Surrounded by a high wall, the house was European-style—a three-story stucco villa with a portico, a dark red tile roof, and large dark red-trimmed windows, including floor-to-ceiling windows on the ground floor. Besides the well-furnished living room and wood-paneled dining room with their graceful arched entryways, there were eight bedrooms, a solarium, a library, two studies, several balconies, and several fireplaces. There was also a wisteria-draped veranda, an expansive lawn lined with trees and shrubs, a two-bay garage, and a large dorm for the family’s two twenty-servant teams.

 

Bad Bad Girl, Gish Jen (Granta, June 2025; Knopf, October 2025)

Jen’s mother goes by the name Agnes and is a curious child, to the joy of her father but to the detriment of her mother. Agnes’s mother often calls her a “bad bad girl” for asking questions and wanting to get an education. In 1947, Agnes leaves Shanghai to study in the United States. Even though China is in the throes of civil war at the time, no one in her family predicts the conditions and isolation that would follow after 1949.

Even though Agnes is safe in the United States, her life there is not easy. Agnes enters a PhD program and is ABD by the time she marries George Jen, a recent immigrant from Yixing, famous for clay teapots. George finds a job in academia and Agnes leaves her graduate program when their first child, a boy named Reuben, is born. Jen is their second child and is given the name Lillian. Agnes calls Jen “bad bad girl” when she exhibits the same curiosity she possessed as a child back in Shanghai. Later in the book, Jen explains why she formally starts using the name Gish Jen around the time she publishes her first story.

 

In my high school creative writing club I had been dubbed “Gish” after the silent screen actress Lillian Gish (another girl whose last name was Hausman had been dubbed “A.E.” after the poet A.E. Housman). And never mind that I had never seen any of Lillian Gish’s movies. I had first accepted “Gish” as a nickname, then started using it myself, especially in contexts farther and farther removed from my home. Probably my mother would not have wanted to hear how I came to realize now that this “Gish” Jen had written the story, much less how “Gish Jen” would go on to publish everything else I wrote—becoming a person who was, above all, not her daughter.

 

Another daughter and two more sons follow. George leaves his academic job to open an International House of Pancakes and invest in real estate, all to pay his children’s university  tuition. George is both a supportive father and one who inflicts corporal punishment when he thinks his children misbehave. Agnes and George also argue often, so the Jen household is anything but peaceful.
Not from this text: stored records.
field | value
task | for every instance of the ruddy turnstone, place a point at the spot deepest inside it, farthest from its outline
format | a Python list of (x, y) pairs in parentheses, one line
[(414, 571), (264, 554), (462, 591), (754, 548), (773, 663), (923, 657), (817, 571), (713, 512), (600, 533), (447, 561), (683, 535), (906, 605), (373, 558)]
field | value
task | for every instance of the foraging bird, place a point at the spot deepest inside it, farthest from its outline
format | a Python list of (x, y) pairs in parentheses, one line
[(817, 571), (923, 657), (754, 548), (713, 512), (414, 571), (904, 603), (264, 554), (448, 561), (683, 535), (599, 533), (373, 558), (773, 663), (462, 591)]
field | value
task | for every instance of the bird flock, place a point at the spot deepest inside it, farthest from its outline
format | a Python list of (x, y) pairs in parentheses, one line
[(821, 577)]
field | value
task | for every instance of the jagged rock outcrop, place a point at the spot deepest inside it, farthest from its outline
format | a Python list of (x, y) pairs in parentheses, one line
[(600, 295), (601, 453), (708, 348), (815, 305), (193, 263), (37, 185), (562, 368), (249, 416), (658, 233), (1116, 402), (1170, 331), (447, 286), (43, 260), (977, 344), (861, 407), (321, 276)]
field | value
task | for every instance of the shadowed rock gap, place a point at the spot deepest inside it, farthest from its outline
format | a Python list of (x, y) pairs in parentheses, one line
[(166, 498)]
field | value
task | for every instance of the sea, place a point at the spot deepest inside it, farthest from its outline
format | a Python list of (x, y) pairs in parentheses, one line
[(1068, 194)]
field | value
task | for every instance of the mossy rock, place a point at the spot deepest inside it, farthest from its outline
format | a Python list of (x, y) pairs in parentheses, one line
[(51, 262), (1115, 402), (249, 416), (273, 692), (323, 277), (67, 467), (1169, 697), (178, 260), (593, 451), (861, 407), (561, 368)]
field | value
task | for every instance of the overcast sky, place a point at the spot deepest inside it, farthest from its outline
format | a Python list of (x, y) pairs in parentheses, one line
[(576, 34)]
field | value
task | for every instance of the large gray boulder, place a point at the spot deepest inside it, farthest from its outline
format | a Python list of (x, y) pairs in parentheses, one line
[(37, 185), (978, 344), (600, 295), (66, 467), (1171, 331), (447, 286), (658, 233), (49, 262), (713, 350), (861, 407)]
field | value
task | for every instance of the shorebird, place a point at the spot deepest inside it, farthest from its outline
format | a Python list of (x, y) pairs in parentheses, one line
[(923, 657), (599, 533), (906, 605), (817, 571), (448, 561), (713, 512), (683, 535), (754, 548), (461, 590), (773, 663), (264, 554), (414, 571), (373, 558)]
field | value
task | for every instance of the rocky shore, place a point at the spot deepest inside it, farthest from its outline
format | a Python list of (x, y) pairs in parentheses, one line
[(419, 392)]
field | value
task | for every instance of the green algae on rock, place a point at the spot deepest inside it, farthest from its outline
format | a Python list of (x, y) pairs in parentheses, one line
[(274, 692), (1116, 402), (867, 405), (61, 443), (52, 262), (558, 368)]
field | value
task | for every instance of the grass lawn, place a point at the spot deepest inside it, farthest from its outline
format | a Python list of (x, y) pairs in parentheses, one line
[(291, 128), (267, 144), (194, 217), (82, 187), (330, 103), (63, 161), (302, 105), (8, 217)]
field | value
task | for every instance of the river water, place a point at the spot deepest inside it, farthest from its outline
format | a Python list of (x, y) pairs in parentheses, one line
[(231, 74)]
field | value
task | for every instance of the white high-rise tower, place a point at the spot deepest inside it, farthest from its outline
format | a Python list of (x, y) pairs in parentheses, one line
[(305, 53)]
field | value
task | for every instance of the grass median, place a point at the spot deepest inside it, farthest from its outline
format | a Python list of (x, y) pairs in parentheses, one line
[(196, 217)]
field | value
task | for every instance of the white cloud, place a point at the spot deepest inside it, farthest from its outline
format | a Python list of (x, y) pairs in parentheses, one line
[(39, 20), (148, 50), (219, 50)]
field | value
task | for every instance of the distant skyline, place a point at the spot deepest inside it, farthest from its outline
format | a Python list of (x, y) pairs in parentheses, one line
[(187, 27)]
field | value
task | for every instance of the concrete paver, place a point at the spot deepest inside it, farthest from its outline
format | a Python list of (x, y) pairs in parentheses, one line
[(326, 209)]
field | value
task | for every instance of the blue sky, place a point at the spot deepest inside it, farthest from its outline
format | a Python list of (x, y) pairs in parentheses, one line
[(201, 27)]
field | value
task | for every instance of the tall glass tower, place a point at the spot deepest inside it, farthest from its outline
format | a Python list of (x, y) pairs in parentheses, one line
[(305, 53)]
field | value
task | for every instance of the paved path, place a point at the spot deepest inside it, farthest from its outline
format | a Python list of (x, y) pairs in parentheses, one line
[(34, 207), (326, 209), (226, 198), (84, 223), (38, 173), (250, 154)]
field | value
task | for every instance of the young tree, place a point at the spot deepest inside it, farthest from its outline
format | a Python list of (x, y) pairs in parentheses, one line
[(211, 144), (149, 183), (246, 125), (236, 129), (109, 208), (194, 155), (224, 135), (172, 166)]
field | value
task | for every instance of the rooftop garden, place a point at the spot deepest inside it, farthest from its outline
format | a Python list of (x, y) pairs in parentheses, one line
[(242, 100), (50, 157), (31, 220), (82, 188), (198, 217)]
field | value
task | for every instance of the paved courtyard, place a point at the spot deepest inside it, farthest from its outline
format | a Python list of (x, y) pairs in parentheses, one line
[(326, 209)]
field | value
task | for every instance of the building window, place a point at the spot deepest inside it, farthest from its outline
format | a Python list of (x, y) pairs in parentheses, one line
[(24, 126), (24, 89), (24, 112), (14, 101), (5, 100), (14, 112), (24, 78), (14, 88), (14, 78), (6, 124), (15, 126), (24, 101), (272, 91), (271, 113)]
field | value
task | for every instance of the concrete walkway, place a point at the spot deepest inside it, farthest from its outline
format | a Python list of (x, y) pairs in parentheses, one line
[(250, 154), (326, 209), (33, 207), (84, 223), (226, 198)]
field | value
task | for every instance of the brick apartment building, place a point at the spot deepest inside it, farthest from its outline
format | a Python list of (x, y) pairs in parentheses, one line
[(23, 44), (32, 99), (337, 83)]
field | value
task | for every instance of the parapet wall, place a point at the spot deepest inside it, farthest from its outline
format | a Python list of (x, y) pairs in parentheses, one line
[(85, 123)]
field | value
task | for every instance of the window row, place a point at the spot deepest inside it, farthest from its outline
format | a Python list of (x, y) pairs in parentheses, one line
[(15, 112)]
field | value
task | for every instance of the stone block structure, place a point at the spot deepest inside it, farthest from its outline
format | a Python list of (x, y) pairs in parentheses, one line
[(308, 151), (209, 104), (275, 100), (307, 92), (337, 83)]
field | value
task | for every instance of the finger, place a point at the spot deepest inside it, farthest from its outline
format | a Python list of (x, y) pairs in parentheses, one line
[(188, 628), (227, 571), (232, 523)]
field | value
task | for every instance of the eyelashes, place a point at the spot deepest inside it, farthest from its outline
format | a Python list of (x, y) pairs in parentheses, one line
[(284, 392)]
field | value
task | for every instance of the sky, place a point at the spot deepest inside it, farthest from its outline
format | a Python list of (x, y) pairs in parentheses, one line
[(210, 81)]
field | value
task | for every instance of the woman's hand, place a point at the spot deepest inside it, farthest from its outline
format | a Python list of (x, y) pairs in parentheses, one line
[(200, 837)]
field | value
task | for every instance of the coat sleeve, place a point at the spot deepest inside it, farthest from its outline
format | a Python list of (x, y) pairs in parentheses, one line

Throughout the story, Jen writes conversations with her mother in bold typeface that  range from a few sentences to a few paragraphs and give the story extra depth. By the conclusion of the book, Jen wonders if she’s done the right thing by finally writing a book about her mother even though Agnes has already passed away.

 

This is my tenth book, and every book has been hard. But this is the hardest. My sibs are going to be upset. And I can already hear the disappointment of some readers: It’s not funny. They always want you to do what you’ve done before. Plus, I’m going to have to fill in a lot. Invent a lot. And what is it then? A novel? An autofiction? A memoir? Do I care? It’s what I need to do—as if I am finally burying you, or trying to. All that matters is, Can I do it, can I do it, can I do it? Can I do it?

 


Susan Blumberg-Kason is the author of Bernardine’s Shanghai Salon: The Story of the Doyenne of Old China, Good Chinese Wife: A Love Affair with China Gone Wrong and When Friends Come From Afar: The Remarkable Story of Bernie Wong and Chicago’s Chinese American Service League.